Over-testing of students has come with real costs to their education. Students need fewer tests and more access to arts, language and a broad, rich curriculum. Students need meaningful and educationally appropriate assessments, not more standardized tests. We call on Chicago Public Schools and the Illinois State Board of Education not to give the ISAT test this year.
And then yesterday the Chicago Teachers Union weighed in.

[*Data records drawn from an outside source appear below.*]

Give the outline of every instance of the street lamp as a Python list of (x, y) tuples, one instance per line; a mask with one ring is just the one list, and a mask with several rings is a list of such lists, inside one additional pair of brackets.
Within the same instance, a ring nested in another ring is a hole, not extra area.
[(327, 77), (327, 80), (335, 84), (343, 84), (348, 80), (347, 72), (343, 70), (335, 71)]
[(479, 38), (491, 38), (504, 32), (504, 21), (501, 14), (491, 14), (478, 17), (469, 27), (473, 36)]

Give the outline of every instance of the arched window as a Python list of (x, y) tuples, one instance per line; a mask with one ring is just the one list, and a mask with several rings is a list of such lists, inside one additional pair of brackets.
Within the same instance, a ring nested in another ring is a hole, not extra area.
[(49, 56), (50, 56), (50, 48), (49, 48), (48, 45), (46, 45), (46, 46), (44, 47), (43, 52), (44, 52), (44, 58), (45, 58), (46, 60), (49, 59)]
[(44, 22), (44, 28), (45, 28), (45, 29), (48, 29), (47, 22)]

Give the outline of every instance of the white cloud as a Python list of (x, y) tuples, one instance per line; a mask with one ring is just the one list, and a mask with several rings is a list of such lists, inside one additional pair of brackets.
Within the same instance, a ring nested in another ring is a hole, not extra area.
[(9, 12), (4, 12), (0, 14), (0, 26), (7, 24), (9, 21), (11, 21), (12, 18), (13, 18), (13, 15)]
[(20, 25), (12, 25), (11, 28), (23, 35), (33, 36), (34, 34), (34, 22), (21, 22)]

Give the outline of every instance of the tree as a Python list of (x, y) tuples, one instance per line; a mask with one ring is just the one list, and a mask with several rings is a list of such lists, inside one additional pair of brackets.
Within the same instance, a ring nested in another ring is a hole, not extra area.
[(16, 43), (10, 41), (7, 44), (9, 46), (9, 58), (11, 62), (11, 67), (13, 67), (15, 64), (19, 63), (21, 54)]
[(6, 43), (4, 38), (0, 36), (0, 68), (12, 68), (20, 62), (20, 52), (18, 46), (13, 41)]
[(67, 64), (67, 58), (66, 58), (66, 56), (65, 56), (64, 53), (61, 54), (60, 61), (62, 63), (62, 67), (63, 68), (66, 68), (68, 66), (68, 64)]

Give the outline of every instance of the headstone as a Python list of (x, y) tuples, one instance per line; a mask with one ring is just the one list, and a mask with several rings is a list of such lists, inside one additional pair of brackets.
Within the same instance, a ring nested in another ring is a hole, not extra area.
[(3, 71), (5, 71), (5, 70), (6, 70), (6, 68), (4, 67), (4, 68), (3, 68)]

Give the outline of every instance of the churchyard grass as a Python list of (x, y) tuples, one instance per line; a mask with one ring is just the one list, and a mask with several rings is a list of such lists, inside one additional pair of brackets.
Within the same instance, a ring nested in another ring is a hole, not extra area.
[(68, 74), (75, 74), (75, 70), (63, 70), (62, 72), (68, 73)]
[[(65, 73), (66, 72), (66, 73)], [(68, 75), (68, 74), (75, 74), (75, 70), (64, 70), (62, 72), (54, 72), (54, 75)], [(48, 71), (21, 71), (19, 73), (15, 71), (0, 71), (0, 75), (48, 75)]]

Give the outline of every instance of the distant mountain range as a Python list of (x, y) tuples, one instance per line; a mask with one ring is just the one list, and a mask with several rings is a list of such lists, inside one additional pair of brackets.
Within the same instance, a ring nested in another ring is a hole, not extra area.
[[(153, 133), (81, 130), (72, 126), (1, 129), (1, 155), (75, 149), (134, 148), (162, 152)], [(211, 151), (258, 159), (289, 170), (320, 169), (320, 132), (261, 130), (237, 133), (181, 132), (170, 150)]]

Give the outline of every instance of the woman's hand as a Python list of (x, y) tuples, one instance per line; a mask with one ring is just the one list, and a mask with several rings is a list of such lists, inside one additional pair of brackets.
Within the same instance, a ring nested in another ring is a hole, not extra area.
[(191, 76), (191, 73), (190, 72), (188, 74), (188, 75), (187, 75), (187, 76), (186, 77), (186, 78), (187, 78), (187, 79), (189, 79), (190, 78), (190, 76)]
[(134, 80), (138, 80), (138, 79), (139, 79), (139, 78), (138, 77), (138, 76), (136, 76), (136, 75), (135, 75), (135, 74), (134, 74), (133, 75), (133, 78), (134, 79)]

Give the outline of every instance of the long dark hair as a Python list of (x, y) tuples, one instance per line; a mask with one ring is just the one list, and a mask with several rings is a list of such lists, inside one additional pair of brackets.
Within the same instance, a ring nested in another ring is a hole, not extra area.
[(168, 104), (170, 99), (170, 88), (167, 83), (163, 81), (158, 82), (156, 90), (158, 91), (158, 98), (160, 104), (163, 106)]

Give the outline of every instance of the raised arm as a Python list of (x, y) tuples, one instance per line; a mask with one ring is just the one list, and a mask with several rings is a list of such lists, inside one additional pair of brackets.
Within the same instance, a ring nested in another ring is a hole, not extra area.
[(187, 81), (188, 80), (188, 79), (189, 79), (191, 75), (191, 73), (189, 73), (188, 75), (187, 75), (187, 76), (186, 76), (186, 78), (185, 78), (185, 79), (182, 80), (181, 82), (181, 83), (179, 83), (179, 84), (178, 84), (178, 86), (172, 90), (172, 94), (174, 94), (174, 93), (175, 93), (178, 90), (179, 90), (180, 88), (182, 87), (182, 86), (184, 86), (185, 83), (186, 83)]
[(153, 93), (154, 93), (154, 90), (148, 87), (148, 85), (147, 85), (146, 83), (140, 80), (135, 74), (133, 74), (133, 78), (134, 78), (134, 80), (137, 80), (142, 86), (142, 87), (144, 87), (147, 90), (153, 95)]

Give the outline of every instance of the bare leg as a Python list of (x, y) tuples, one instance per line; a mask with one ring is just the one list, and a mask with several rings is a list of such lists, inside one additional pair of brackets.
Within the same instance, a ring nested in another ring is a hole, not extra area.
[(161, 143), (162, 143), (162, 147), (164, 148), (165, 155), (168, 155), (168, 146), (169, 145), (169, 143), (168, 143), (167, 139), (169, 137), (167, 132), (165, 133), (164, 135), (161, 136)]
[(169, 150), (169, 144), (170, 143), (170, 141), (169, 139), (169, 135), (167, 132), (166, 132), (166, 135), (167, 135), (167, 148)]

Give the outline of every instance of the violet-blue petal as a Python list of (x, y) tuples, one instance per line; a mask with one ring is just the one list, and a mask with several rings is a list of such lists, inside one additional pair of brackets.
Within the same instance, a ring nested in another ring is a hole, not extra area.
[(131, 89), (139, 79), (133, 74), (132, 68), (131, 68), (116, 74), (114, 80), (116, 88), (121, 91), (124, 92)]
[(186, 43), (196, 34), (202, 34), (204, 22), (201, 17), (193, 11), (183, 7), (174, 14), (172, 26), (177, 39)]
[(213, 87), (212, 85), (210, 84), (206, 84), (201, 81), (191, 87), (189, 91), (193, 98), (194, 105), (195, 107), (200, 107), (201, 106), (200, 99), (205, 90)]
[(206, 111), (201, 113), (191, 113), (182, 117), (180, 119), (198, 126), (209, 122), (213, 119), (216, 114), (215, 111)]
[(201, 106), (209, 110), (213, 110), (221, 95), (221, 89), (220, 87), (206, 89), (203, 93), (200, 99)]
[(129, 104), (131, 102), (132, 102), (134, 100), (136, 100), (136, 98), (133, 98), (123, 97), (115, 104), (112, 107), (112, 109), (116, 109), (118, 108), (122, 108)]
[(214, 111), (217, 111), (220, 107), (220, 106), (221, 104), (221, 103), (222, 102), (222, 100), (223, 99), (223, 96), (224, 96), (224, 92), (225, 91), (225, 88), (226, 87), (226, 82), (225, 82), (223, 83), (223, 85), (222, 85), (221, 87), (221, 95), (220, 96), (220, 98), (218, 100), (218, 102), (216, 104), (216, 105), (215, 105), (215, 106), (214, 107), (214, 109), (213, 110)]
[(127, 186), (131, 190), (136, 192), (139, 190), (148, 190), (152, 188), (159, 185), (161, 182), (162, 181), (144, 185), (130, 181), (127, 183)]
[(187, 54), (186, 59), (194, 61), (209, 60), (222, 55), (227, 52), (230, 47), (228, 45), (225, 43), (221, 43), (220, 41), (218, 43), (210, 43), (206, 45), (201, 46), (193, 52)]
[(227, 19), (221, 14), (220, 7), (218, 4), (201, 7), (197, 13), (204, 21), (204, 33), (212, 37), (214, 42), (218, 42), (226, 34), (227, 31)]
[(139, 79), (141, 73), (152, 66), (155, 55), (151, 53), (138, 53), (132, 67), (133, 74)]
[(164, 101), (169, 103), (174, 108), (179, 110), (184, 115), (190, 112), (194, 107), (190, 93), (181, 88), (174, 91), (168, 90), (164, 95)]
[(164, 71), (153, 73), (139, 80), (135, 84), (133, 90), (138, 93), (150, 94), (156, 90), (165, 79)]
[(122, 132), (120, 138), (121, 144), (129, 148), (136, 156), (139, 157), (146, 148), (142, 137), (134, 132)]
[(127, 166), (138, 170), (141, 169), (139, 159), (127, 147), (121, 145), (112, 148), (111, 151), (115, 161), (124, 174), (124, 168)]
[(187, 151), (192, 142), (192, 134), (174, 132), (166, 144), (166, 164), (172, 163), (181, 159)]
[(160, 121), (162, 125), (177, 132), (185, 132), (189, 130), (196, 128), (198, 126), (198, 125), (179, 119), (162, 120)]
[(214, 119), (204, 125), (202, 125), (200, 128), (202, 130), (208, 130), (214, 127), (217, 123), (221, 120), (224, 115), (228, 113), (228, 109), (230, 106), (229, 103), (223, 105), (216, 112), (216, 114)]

CTU Supports Parent Boycott of Low-Stakes ISAT
BY STEPHANIE GADLIN – CTU COMMUNICATIONS DIRECTOR | 02/03/2014
Illinois State Achievement Test is costly, obsolete and steals learning time
CHICAGO—In advance of the Illinois State Achievement Test (ISAT) to be issued to Chicago Public School students March 3-14, 2014, the Chicago Teachers Union (CTU) today announced support for parents choosing to opt their children out of testing and renewed a call for the Chicago Board of Education to cease administration of the ISAT.
The ‘low stakes’ test is administered over the course of eight days in all elementary schools. Formerly used to help qualify 7th grade students for selective enrollment high schools. The district recently issued a memorandum to teachers stressing the value of “rigorous, high-quality assessments,” in measuring student progress. The ISAT, however, is not aligned to any CPS curriculum, and in Chicago, it is no longer used to measure student progress, school performance, promotion, or for any other purpose.
“The ISAT is an obsolete test—it has no use to educators or administrators and the state is junking it next year,” said CTU Vice President Jesse Sharkey. “It is of no use in selective enrollment, and serves no purpose other than to give students another standardized test.”
Illinois paid over $18 million this year to Pearson Corporation for the ISAT. The portion attributed to CPS is roughly $3.4 million, impacting over 171,000 students. The total cost of administering the tests are the untold hours of preparation for the exam, and the loss of valuable instructional hours that could be spent on real learning.
For the last decade, since the implementation of No Child Left Behind (NCLB), the ISAT test has been the primary lever used by CPS for its destructive, destabilizing policies of closures and turnarounds. System-wide, the ISAT has infected the vigor and breadth of curriculum as teachers and students became stymied by the requirements of a narrow test-based approach to learning. NCLB has now been panned as a broad failure, but with the transition into more new tests, CPS threatens to double-down on the failed policy of standardized-test based accountability.
The CTU believes that the letter teachers recently received was recognition of the fear that parents will opt out of the Northwest Evaluation Association Measures of Academic Progress (NWEA MAP) assessment, despite threats that students without MAP scores will not be eligible for selective enrollment, there will be no alternate instruction given during the days of testing and children who are not participating in the assessment will be left to fend for themselves in “self-guided activity.” The CPS letter to parents also created an additional hurdle for parents, who oppose the excessive class time devoted to test prep and test administration, to opt their children out of testing.
Last year, the CTU joined teachers, students, parents and education advocates nationwide standing in solidarity with Garfield High School in Seattle and all Seattle public schools refusing to administer the MAP.
CPS and the State of Illinois plan to phase out ISAT and introduce a new test next year. CPS has no purpose for administering the ISAT beyond meeting a mandate to administer it. The State and Chicago Boards of Education should move to waive this wasteful test. All parents and students should be explicitly informed of their right to refuse standardized testing. Students and families who choose to exercise the right to opt out should be treated fairly and respectfully.